Thursday was my first day back with HP. I've joined Steve Geary's group to work on Linux support for “the machine”
I had a great time at Intel and wish my old team all the best.
First sequel to my Link Pack “series” (I’ll remove the quotes when it’s LP#05): Link Pack #01.
This time I’m going for fewer articles, to try to keep things less overwhelming. There’s no special theme, and I’m actually leaving out some nice things I read recently. On the plus side, that means I have good material for a Link Pack #03.
Also, I’m gonna stick with Link Pack as a name, because it’s good enough :-).
A Teenager’s View on Social Media: Written by an actual teen
A well thought and realistic take on how social media is being used nowadays by teenagers. I have seen the patterns the author describes, and actually follow many of them. Does that mean I’m still a teenager?

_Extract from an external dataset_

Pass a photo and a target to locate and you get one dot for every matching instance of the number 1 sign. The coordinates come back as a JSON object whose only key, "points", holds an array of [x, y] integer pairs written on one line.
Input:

It’s interesting that the messaging and group-messaging part of the article is very US centric, or at least very US centric from my point of view. WhatsApp is the default messenger application south of the states, and fills the role of “somewhere you can chat with people without having to give them your full personal information”, that is, a place where you can chat with someone without running out of SMS and without adding them on Facebook (which would open them to stalk your whole profile and other friends). Some carriers in South América offer unlimited plans for specific applications like WhatsApp.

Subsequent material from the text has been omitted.